How well do you know your Grandma? Was she the typical loving old woman that baked cookies? Or was she a tired old crone who yelled at everyone? When was the last time you thought about her? Not from the perspective of a grandchild, but from the perspective of being a grown woman knowing the challenges she must have faced living in a sexist world.
My grandmother was born in 1918 on a farm in Azle Texas as the second of five children. She loved climbing trees but found wearing a dress when doing so to be cumbersome. So she wore her brother’s jeans, tied them with a rope around her waist since she had no belt, and up the tree she went. That’s where she was when my grandfather first saw her. He thought it was very strange for a pretty girl to be up a tree wearing a man’s trousers. It was 1932 and they were fourteen years old.
Their first date was when he invited her to church. The men all sat in the front while the ladies sat in the back. He told her to go sit with his mother and sister behind him and she refused. She told him, “No. You invited me. I’m sitting with you.” She became the first lady of the small town Baptist church to sit in the front with the men. But soon after, all the women started sitting with the men and in time, the congregation was intermixed among the pews.
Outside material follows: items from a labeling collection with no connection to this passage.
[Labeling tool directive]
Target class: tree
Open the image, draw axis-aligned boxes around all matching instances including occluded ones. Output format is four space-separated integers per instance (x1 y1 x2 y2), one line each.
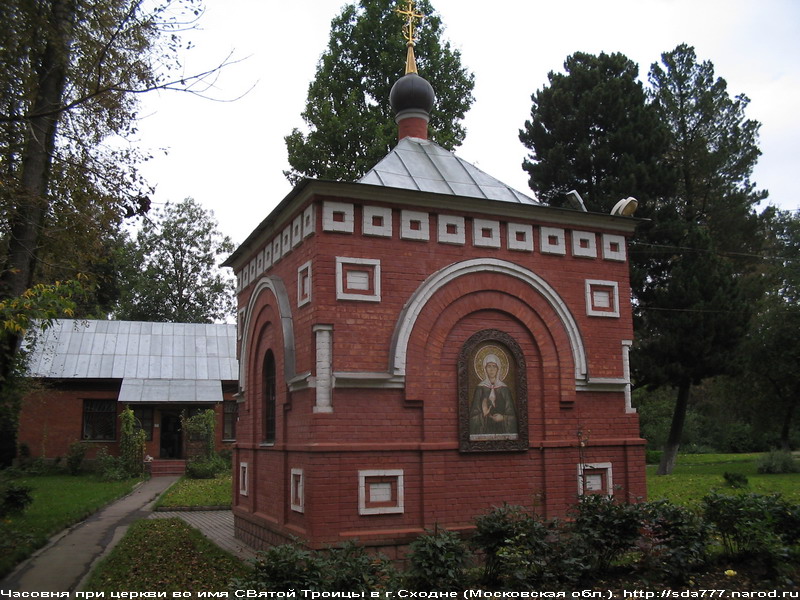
0 0 225 464
741 209 800 452
634 44 766 474
285 0 474 183
114 198 235 323
519 52 667 212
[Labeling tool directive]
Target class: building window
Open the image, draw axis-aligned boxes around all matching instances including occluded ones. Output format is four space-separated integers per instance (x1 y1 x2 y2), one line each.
263 350 277 444
358 469 405 515
578 462 614 496
222 400 239 440
133 406 153 442
290 469 305 512
239 462 247 496
83 400 117 441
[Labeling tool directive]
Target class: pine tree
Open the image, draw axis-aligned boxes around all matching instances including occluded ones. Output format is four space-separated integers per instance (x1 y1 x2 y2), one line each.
285 0 474 183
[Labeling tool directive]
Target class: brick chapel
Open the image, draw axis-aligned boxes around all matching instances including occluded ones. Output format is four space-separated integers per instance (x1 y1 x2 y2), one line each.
226 11 646 556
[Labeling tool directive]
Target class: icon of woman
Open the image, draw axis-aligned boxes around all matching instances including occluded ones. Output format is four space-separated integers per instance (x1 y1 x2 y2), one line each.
470 354 517 436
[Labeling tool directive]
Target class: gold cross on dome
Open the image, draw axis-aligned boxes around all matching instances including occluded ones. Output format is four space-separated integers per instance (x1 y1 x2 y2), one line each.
394 0 425 46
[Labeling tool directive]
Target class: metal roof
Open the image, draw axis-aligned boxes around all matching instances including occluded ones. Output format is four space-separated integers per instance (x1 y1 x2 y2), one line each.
28 319 239 381
358 137 540 205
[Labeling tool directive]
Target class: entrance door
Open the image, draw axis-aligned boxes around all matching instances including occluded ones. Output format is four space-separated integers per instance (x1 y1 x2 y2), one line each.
159 411 183 458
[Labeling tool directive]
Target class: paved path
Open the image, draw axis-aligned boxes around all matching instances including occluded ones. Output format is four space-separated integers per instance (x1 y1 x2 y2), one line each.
0 476 178 592
150 510 256 560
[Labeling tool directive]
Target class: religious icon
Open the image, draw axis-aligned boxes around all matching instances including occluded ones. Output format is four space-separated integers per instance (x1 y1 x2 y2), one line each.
458 329 528 452
469 343 517 440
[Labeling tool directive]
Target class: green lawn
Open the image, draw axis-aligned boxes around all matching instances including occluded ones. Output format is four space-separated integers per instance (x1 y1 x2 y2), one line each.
647 454 800 506
156 473 232 508
84 518 249 592
0 474 138 577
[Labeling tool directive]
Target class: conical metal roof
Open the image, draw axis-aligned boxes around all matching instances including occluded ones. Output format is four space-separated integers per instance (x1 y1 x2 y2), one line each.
358 137 540 205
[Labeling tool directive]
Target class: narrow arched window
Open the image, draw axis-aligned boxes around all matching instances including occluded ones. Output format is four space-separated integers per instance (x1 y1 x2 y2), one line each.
263 350 277 443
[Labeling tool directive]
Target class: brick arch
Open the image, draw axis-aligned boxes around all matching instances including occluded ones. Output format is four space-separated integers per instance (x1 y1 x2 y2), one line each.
405 284 575 408
244 275 295 391
389 258 588 382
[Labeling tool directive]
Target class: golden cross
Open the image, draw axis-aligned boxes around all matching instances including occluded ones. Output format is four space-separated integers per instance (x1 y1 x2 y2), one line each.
394 0 425 75
394 0 425 46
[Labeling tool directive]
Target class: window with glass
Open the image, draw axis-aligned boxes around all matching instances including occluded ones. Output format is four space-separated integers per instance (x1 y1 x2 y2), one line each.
83 400 117 441
222 401 238 440
263 351 277 443
133 406 154 442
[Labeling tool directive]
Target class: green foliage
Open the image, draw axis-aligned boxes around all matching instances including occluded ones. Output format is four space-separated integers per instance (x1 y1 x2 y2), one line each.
703 492 800 578
756 450 800 475
470 504 534 585
181 408 217 461
285 0 474 182
186 454 230 479
67 441 89 475
231 544 325 592
722 471 750 490
119 406 147 477
519 52 667 213
156 471 231 507
638 500 711 585
231 542 398 593
571 494 640 573
84 518 248 593
0 474 134 577
114 198 235 323
323 542 398 593
405 529 469 592
0 478 33 518
94 446 130 481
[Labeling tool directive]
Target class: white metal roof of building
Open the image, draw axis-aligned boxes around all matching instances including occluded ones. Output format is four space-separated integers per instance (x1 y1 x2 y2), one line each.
28 319 239 402
358 137 540 205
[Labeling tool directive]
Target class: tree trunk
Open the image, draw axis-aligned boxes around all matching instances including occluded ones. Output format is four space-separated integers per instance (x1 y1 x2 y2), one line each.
781 399 795 452
0 0 76 465
657 380 692 475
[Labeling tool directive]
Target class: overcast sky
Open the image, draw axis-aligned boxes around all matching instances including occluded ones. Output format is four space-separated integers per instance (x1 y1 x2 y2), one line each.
134 0 800 244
They married in 1939 and she desperately wanted an education, but being a woman with little means, that was impossible. She gave birth to my mother and did what was expected of her, raised her daughter and kept house while my grandfather worked his way up from shoe salesman to manager of a retail store.
By the time my mother went to school full time, my grandfather owned that retail store and they moved from lower class farmers to upper middle class city folk. That’s when my grandmother decided to go to college. But my grandfather told her it was a ridiculous notion. Women had no need to be educated. He refused to pay for it. So, she worked odd jobs and saved. She would attend one semester, work again and save, then attend another semester. It took her eight years. And when it came time to register for her last semester, she didn’t have enough money and got very depressed. That’s when he came to her and said, “you made it this far. I’ll pay for it.”
I loved my grandfather. He was a kind and gentle father figure to me. And when I heard this story as a kid, I thought “how nice of Grandaddy to give her the money.” HER story of triumph became his story of rescuing a damsel in distress. But the truth is, that was THEIR money! Yeah, he was successful, but that’s because he had a wife that took care of all domestic and child rearing duties so he could focus 100% on his career. Yet she was treated like a child rebelling against an authority figure for wanting to go to college.
She went on to become a successful teacher for over thirty years making her own money and pension. When she was on her death bed she said, “he doesn’t get my money” and she gave it all to my mother. I thought she was being mean to him. Now, I get it. She was pissed. And had every right to be.
What did her determination teach him? Well, my mother went to college and my grandfather paid for it. It was 1958 and more acceptable for women to go to college by that time. After all, it was a great place to meet a husband.
When I was five years old, my grandmother told me I was going to college. She explained how important it was to get an education. I believed her and became the only one out of my mother’s children to get my degree. But by then, there was no money left. So, I paid for it myself. Just like her. And today as I write this, I have this picture of her on my desk.
It’s not the old grandma I remember from my childhood, it’s a strong woman whose determination and persistence runs through my veins. I know I would not be me without her being her.